In particular, I have a server program I am monitoring which, when under heavy usage, will climb up to the 3GB limit for VBs. Around the same time the PB climb as well, but then quickly drop down to around 1 GB as the usage drops. The PB tend to then stay low, around the 1 GB mark, but the VB stay up around the 3 GB mark. I do not have access to the source code, so I am just using the basic Windows performance counters to monitor all of this. From a programming point of view, what memory concept do I not understand that makes this all possible? Is there a good reference to learn more about this?
What your reporting is most likely being caused by the process heap. There are two pieces to a memory allocation in Windows. The first piece is the continuous address space in your application for the memory to accessed through. On a 32 bit system not running the /3GB switch all your allocations must come out of the lower 2 GB of user address space. The second piece of the memory allocation is the actually memory for the allocation. This can be either RAM or part of the page file system on the hard disk. The OS handles moving allocations between RAM and the page file system in the background.
Most likely your application is using a Windows heap to handle all memory allocations. When a heap is created is reserves 1 MB of address space for the memory it will allocate. Until it actually needs memory associated with this address space no physical memory is actually used. If the heap needs more memory than 1 MB it uses a doubling algorithm to reserve more address space, and then commits physical memory when it needs it. The important thing to note is that once a heap reserves address space it never releases it.
Personally I found the following books and chapters useful when trying to understand memory management.
Advanced Windows Debugging - Chapter 6 This book has the most detailed look into the heap I have seen.
Windows Internals - Chapter 7 This book adds a bit of information not found in Advanced Windows Debugging; however, it does not give as good an overview.
It sounds to me like you have a garbage collector that's only kicking in once the memory pressure hits 1/3 (1 GB out of 3 GB).
As for the VB - don't worry! It's virtual! Honestly, nothing's been allocated, nothing's been committed. Focus on your private bytes - your real allocations.
There is such a thing as "Virtual Memory". It's a rather non-OS-specific concept in computer science. Microsoft has also written about Windows implementation of the thing.
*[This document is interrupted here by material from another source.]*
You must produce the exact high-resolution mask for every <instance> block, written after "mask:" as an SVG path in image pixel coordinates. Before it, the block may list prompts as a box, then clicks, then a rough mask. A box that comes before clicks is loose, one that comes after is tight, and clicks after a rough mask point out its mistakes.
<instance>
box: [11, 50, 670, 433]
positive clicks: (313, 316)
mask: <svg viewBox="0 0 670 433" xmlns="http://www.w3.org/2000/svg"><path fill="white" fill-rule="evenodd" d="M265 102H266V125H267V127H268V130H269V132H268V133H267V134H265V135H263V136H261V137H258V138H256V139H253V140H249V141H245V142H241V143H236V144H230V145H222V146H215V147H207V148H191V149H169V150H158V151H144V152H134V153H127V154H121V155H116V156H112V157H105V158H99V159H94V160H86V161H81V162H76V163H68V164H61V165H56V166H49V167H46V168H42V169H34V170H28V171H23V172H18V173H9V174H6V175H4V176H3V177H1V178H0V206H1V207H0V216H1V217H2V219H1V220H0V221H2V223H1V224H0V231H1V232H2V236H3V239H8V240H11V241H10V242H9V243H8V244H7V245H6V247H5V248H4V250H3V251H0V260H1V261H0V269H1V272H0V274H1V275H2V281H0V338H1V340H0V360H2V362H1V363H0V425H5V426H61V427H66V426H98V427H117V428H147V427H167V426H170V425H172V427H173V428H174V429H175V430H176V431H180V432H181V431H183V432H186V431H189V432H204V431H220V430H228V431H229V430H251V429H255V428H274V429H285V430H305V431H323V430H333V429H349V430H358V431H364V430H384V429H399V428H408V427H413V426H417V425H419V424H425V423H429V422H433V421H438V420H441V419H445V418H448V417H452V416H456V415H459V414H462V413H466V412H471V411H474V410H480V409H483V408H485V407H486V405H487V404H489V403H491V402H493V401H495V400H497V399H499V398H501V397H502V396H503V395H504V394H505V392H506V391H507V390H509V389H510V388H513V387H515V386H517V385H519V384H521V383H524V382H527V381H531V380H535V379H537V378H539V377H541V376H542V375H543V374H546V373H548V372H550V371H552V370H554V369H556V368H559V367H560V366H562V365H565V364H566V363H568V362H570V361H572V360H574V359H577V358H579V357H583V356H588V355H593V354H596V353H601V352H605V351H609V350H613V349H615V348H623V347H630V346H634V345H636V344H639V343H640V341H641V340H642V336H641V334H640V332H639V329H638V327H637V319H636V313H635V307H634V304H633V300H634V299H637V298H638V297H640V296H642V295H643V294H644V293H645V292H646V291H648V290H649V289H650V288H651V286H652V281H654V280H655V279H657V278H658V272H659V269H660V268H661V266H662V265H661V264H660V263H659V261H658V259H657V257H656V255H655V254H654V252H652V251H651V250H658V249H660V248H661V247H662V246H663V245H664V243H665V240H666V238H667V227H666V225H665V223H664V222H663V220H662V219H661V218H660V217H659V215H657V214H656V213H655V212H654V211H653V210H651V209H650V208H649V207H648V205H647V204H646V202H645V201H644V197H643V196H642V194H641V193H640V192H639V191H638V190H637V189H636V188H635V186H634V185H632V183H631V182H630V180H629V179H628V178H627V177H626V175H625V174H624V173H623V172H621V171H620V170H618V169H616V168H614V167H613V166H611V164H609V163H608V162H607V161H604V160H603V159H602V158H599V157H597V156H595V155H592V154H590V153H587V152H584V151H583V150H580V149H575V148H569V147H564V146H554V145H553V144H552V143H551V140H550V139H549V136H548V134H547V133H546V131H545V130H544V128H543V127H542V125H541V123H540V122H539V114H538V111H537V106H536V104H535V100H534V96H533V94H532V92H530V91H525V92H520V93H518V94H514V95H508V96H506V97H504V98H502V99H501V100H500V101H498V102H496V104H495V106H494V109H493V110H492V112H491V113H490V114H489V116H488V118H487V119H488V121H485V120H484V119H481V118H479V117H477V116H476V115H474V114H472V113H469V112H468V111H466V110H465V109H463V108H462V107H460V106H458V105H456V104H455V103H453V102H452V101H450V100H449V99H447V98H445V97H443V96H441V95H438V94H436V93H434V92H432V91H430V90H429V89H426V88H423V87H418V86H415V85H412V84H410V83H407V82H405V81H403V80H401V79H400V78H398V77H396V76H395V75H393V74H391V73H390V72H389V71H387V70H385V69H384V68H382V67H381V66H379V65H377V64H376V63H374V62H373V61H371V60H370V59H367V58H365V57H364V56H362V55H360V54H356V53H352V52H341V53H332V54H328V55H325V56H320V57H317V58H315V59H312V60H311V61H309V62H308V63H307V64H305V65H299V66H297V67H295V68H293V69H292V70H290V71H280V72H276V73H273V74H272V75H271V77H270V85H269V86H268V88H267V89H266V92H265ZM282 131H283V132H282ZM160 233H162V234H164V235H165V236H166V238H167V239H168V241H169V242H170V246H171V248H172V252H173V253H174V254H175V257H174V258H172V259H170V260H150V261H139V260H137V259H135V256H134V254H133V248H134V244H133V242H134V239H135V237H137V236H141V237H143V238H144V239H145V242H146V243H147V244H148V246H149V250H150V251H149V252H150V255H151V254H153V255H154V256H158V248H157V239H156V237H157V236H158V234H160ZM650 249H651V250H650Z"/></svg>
A long story short, in Windows you can ask to reserve some memory without actually allocating any physical memory. It's like making some memory addresses reserved for future use. When you really need the memory, you allocate it physically (aka "commit" it).
I haven't needed to use this feature myself, so I don't know how it's used in real life programs, but I know it's there. I think the idea might be something like preserving pointers to some memory address and allocating the memory when needed, without having to change what the pointers actually point to.
Windows is notorious for having a variety of types of memory allocations, some of which are supersets of others. You've mentioned Private Bytes and Virtual Bytes. Private bytes, as you know, refers to memory allocated specifically to your process. Virtual bytes includes private bytes, as well as any shared memory, reserved memory, etc.
Even though in real life you only need to be concerned with private bytes and perhaps shared memory (Windows handles the rest, anyways), the Virtual Bytes count is often what users (and evaluators of your software) see and interpret as the memory usage of your process.
A good and up-to-date reference on the subject is the book titled Windows Via C/C++ by Jeffrey Richter, you should look for Chapter 13: "Windows Memory Architecture".